Kabul sets ambitious 'roadmap for peace' with Taliban

AFP , Tuesday 18 Dec 2012

In an effort to broker peace ahead of the withdrawal of Western troops, Kabul has laid out a five-step plan that could draw Taliban Islamists into the government

Kabul has laid out an ambitious five-step plan that could bring hardline Taliban Islamists into government as efforts to broker peace accelerate ahead of the withdrawal of Western troops.

The first step in the "Peace Process Roadmap to 2015", obtained by AFP this week, calls for a focus on "securing the collaboration of Pakistan", which Kabul accuses of harbouring Taliban insurgents.

This should be followed by moves towards formal direct negotiations with the Taliban in Saudi Arabia in the first half of next year, with the backing of the US and Pakistan, the four-page document says.

The Taliban, however, have so far publicly refused to talk directly with the government of President Hamid Karzai, dismissing him as a puppet of the Americans.

The US itself began exploratory contacts with the Taliban in Qatar this year, but the Islamists broke them off a few months later.

Step three of the roadmap, set for the second half of 2013, calls for agreements on a ceasefire and the transformation of the Taliban and other armed groups into political parties which could take part in elections.

Leaders of the Taliban could also participate "in the power structure of the state, to include non-elected positions at different levels".

The final steps in the plan include securing a peaceful end to the conflict during the first half of 2014 and moves to sustain the "long-term security and stability of Afghanistan and the region".

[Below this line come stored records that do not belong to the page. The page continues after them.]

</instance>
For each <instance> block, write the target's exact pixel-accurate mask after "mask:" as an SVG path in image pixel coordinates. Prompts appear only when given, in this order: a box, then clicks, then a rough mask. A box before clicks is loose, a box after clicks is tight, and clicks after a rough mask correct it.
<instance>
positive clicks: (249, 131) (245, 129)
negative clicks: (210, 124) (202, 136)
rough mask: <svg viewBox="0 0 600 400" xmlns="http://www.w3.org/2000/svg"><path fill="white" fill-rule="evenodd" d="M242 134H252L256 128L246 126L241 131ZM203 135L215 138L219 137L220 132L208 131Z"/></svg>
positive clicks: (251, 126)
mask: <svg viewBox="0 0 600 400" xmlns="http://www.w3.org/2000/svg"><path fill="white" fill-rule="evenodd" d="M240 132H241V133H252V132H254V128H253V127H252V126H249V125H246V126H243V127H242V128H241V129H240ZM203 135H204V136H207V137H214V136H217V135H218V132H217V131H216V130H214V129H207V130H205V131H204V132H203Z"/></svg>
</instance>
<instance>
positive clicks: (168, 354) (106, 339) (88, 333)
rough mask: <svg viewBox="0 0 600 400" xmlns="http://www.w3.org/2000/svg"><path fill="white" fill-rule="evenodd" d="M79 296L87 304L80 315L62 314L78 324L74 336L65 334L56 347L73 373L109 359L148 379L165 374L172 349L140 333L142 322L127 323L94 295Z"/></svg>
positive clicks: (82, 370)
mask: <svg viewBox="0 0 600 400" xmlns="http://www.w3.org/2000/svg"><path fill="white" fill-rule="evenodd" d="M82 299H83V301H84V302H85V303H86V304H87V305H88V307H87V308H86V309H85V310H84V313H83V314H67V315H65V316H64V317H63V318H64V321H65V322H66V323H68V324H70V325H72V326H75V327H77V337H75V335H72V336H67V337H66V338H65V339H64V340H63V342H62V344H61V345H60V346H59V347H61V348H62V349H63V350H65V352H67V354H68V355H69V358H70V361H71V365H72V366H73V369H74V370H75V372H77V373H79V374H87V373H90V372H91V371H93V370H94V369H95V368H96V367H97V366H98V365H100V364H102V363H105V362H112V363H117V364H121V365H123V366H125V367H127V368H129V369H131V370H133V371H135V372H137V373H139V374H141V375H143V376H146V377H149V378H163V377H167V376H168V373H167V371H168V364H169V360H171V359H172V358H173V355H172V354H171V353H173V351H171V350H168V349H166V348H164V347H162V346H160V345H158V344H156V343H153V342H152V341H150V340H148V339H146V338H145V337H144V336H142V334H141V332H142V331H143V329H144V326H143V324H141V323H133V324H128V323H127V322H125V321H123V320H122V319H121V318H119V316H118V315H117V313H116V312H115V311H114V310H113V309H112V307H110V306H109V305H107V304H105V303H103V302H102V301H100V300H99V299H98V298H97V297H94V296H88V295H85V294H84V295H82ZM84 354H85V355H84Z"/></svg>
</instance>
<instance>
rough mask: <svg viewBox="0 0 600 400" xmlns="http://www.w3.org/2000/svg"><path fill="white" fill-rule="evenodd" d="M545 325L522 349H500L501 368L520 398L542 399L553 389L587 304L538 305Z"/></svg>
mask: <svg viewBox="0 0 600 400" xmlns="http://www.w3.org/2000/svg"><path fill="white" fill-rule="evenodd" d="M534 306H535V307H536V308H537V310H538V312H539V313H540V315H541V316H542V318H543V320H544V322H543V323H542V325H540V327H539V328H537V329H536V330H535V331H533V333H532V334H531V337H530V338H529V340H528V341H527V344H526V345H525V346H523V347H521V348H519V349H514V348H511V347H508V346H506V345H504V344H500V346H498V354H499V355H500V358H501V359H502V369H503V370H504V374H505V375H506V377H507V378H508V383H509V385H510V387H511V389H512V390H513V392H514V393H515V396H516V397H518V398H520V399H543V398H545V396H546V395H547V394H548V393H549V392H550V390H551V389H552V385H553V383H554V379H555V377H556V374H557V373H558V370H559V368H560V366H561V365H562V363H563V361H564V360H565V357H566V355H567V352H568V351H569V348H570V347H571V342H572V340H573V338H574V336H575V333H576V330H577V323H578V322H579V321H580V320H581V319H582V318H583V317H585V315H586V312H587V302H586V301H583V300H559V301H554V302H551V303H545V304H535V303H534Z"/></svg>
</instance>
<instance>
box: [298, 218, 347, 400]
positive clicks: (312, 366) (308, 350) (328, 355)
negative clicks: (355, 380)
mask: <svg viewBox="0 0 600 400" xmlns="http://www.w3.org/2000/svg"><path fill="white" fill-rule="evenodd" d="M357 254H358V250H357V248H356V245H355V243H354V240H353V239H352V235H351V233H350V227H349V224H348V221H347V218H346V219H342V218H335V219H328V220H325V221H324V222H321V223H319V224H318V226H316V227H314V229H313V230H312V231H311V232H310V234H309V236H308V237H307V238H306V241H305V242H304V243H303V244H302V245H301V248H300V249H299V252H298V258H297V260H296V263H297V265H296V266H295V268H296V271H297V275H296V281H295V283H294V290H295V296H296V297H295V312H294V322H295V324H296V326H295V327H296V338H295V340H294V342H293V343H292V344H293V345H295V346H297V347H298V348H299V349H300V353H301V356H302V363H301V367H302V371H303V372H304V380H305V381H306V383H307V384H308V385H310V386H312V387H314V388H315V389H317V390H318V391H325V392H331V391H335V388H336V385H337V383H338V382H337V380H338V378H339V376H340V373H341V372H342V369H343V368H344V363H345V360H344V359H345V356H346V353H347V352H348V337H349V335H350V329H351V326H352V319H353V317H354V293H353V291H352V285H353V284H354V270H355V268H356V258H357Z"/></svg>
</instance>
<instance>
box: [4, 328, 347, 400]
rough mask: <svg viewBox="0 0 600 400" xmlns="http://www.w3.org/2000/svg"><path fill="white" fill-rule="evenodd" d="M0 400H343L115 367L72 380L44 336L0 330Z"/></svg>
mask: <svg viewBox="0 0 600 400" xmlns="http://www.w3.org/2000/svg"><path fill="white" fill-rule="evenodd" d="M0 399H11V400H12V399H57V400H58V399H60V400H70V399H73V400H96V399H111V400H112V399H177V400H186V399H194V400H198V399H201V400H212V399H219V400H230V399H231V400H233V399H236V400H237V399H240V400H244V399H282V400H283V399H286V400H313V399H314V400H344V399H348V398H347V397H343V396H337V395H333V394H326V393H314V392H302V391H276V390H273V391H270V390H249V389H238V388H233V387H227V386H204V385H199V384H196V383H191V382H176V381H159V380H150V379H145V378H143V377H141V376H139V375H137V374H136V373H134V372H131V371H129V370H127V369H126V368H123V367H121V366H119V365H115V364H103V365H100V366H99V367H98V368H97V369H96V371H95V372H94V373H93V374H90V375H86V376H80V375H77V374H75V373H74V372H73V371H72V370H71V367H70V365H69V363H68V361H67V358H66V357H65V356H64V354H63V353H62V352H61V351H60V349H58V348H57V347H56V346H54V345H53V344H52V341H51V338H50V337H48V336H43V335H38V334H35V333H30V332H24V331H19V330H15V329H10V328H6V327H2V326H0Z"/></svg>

The Taliban regime was ousted by a US-led invasion in 2001 and there are concerns that their return to any sort of power could see an erosion of gains in democracy and human rights, particularly the rights of women.

But with the the United States and NATO due to withdraw their combat troops in 2014, there are also concerns that a multi-sided civil war could erupt, and the search for peace has taken on a new urgency.